Ballista is will be a proof-of-concept distributed compute platform based on Kubernetes and the Rust implementation of Apache Arrow.
This is not my first attempt at building something like this. I originally wanted DataFusion to be a distributed compute platform but this was overly ambitious at the time, and it ended up becoming an in-memory query execution engine for the Rust implementation of Apache Arrow. However, DataFusion now provides a good foundation to have another attempt at building a modern distributed compute platform in Rust.
My goal is to use this repo to move fast and try out ideas that eventually can be contributed back to Apache Arrow and to help drive requirements for Apache Arrow and DataFusion.
I will be working on this project in my spare time, which is limited, so progress will likely be slow.

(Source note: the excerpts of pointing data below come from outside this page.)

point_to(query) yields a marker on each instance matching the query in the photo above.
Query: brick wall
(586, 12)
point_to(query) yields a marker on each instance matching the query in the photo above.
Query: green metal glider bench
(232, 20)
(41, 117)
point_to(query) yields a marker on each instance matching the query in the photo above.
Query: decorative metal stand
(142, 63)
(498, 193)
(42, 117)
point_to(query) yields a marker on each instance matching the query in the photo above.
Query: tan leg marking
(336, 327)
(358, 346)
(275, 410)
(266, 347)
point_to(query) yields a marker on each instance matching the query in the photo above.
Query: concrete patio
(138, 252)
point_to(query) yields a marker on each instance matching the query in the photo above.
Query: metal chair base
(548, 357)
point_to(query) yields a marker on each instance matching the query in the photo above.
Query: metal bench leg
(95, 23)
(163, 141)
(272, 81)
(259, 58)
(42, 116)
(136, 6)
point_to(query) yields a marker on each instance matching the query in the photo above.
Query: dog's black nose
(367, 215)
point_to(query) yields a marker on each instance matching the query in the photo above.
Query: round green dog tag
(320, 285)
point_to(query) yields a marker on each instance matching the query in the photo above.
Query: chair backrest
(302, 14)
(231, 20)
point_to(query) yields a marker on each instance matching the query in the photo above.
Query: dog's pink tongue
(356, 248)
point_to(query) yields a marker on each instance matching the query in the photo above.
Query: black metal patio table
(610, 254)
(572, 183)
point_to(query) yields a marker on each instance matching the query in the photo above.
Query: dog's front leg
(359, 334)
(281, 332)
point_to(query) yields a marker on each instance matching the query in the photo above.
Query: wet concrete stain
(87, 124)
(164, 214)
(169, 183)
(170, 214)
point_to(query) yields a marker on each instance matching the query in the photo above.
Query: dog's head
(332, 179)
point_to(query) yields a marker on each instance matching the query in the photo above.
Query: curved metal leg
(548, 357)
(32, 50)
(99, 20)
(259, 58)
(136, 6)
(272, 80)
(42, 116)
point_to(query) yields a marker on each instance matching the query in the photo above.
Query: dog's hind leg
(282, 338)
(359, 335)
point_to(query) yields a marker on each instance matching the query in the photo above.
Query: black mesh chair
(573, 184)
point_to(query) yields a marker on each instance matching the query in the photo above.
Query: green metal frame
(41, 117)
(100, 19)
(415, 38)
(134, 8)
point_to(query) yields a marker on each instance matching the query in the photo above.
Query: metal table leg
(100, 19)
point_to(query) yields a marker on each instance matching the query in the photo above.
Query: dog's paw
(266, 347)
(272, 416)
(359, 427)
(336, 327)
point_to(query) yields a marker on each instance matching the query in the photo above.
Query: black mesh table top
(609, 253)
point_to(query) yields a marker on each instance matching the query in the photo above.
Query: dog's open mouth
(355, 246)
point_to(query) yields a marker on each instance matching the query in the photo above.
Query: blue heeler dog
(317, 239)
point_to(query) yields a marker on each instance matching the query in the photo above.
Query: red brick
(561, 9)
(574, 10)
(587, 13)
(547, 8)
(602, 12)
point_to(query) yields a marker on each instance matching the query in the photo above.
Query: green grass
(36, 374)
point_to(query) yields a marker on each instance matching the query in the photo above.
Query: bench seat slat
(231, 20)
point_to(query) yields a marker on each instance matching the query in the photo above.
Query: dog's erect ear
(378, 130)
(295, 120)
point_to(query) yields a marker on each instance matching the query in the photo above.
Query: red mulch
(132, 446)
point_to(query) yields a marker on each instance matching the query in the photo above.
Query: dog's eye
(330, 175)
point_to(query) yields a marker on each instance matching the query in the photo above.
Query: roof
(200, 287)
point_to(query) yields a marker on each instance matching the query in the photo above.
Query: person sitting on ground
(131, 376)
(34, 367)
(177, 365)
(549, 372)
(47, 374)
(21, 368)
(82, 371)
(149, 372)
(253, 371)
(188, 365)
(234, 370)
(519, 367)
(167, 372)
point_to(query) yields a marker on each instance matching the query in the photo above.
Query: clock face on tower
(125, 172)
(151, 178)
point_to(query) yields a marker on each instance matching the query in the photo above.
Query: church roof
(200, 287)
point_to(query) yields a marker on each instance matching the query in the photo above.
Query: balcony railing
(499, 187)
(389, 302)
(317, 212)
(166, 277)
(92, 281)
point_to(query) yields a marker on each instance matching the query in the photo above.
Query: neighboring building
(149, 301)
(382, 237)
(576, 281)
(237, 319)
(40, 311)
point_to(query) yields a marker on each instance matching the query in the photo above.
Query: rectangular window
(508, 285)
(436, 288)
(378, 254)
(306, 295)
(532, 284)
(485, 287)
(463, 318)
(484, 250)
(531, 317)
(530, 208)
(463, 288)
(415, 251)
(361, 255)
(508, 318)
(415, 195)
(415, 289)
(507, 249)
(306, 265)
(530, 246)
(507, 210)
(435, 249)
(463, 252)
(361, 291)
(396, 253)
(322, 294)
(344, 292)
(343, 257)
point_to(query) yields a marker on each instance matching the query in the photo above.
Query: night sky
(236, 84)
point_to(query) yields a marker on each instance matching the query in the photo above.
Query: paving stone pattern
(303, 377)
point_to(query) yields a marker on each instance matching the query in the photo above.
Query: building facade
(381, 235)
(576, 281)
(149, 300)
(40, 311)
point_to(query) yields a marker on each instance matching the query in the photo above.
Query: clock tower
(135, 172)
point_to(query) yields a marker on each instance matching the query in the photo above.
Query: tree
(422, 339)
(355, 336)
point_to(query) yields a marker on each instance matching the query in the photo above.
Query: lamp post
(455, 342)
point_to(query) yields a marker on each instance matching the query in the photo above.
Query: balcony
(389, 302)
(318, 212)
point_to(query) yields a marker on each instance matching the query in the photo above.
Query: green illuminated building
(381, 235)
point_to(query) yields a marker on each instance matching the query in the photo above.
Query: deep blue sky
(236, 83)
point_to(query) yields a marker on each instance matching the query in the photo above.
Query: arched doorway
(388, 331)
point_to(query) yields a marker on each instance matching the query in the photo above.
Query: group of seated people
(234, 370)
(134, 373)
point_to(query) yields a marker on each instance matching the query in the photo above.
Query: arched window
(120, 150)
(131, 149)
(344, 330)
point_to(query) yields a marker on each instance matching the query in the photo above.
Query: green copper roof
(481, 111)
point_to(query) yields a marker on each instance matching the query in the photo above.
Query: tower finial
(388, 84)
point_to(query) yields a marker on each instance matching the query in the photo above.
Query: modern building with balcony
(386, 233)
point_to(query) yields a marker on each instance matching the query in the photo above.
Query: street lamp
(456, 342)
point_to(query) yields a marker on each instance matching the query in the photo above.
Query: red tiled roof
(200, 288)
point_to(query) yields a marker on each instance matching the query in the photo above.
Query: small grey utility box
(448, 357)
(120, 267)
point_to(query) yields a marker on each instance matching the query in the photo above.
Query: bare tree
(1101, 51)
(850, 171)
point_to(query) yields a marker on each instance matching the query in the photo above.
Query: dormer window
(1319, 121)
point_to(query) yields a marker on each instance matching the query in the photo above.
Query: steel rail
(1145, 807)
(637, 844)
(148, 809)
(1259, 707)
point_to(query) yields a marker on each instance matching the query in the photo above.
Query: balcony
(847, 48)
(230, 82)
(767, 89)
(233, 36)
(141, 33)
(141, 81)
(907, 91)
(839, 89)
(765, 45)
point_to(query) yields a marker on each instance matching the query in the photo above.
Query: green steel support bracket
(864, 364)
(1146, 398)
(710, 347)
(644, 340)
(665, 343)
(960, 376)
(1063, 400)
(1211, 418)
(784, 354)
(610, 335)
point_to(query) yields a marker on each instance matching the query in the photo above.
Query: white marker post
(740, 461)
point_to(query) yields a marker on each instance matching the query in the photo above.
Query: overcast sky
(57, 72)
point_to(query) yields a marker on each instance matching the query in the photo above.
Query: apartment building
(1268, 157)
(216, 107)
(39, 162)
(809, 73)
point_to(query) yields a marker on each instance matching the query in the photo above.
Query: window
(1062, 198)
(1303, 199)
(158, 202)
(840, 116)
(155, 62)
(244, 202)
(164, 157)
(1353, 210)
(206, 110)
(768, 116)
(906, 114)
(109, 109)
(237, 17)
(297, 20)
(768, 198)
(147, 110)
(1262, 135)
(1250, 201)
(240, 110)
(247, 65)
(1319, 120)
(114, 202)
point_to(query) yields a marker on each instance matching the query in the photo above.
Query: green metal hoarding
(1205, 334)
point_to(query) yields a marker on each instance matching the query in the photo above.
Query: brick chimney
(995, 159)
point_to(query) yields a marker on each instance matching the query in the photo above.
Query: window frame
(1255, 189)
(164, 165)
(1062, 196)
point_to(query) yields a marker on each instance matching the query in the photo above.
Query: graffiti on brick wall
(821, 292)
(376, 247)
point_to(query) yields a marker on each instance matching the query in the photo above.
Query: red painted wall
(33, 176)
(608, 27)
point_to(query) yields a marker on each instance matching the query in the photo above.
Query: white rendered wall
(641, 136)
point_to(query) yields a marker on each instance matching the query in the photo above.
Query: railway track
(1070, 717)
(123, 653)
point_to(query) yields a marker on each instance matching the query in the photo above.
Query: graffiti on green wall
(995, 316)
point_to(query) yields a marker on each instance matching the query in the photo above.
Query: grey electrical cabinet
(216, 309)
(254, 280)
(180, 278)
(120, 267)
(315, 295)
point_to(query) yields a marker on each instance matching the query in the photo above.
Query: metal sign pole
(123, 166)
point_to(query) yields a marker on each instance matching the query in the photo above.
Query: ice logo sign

- README describing project
- Define service and minimal query plan in protobuf file
- Generate code from protobuf file
- Implement skeleton gRPC server
- Implement skeleton gRPC client
- Client can send query plan
- Server can receive query plan
- CLI to create cluster using Kubernetes
- Server can translate protobuf query plan to DataFusion query plan
- Server can execute query plan using DataFusion
- Server can write results to CSV files
- Server can stream Arrow data back to client
- Benchmarks
- Implement Flight protocol
Currently depends on https://github.com/tower-rs/tower-grpc/tree/master/tower-grpc being cloned in a parallel directory.
Open two terminal sessions. In first session, run:
cargo run --bin server
In second terminal, run:
cargo run --example client
So far, this just sends a logical query plan from the client to the server.